Excerpts from Jim Conrad's
Naturalist Newsletter
from the the July 21, 2008 Newsletter, after a visit to Land Between the Lakes National Recreation Area in northwestern Tennessee:
THE TRUMPET CREEPER'S TOUCH-SENSITIVE STIGMA LOBES
Trumpet Creeper vines, CAMPSIS RADICANS were at their peak of flowering at Land Between the LakesI was able to photograph their touch-sensitive stigma lobes. That's a lakeside Trumpet Creeper above. Now look at close-ups of a flower's bi-lobed stigma (the female part atop the ovary's style, where male pollen lands and germinates) before and then ten seconds after I touched it, nestled among anthers, below:
Touch a stigma with its two flat lobes open, and you can actually see the lobes closing up.
It's been assumed that the Trumpet Creeper's touch- sensitive stigmas help plants cross-pollinate instead of self-pollinate. A 2004 study in China, however, found that both pollen from another plant as well as a flower's own pollen caused the stigmas to close permanently. The researchers could only conclude that the stigma-closing behavior probably helps pollination somehow.

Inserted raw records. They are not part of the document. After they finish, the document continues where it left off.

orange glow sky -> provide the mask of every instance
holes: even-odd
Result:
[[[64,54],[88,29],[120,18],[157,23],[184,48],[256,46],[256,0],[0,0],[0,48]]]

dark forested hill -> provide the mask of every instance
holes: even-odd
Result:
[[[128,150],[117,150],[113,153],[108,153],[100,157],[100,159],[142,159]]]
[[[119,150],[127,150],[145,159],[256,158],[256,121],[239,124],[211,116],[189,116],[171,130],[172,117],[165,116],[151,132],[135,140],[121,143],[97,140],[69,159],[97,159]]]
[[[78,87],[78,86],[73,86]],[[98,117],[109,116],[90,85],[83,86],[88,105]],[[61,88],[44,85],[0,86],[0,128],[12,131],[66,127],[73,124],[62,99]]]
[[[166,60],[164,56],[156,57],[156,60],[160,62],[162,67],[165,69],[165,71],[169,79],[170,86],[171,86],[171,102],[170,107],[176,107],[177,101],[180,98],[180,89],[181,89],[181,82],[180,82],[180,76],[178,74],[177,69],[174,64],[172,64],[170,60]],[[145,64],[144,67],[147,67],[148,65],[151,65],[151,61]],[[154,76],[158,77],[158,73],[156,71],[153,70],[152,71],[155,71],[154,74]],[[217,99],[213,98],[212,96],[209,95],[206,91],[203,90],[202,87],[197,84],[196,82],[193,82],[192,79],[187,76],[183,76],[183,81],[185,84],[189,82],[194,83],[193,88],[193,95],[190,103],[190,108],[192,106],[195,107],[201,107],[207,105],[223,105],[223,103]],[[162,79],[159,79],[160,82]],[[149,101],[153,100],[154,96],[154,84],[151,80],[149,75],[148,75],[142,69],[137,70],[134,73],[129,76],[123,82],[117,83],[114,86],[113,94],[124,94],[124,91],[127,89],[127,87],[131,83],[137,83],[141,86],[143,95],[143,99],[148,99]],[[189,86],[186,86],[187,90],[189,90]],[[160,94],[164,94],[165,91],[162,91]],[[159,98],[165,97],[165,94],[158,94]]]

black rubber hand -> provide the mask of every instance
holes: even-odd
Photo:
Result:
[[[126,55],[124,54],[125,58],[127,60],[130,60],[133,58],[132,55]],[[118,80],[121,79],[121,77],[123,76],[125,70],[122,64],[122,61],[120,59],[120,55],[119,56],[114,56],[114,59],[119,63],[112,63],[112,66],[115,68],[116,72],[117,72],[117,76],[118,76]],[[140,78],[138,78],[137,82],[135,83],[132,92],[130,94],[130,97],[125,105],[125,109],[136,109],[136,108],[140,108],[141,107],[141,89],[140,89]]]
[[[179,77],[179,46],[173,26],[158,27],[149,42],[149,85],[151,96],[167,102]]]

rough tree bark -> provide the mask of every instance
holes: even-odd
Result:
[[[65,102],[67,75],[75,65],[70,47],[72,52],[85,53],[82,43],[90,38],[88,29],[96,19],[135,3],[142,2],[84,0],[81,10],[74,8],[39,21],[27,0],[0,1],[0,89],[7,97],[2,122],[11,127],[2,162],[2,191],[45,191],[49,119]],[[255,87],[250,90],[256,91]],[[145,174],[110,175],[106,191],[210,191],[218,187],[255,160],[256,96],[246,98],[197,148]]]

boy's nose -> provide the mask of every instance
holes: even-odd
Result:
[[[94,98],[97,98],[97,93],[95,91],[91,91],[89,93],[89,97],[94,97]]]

from the June 24, 2012 Newsletter issued from the woods of the Loess Hill Region a few miles east of Natchez, Mississippi, USA
OPEN & CLOSED FLOWERS
In the above picture the flower at the right is open for business, but the one on the left has its lower corolla lobe bent upward closing off the blossom's interior.
I'm assuming that this is a mechanism for preventing pollinators from trying to pollinate a blossom whose sexual parts are too immature for fertilization to take place. The Trumpet Creeper "wants" the pollinator to invest its time and energy in visiting flowers where pollination transfer will do some good, not where pollen from another flower will serve no purpose.
Several times lately we've seen plants helping their pollinators decide which blossoms to visit. This is certainly one of the more spectacular examples.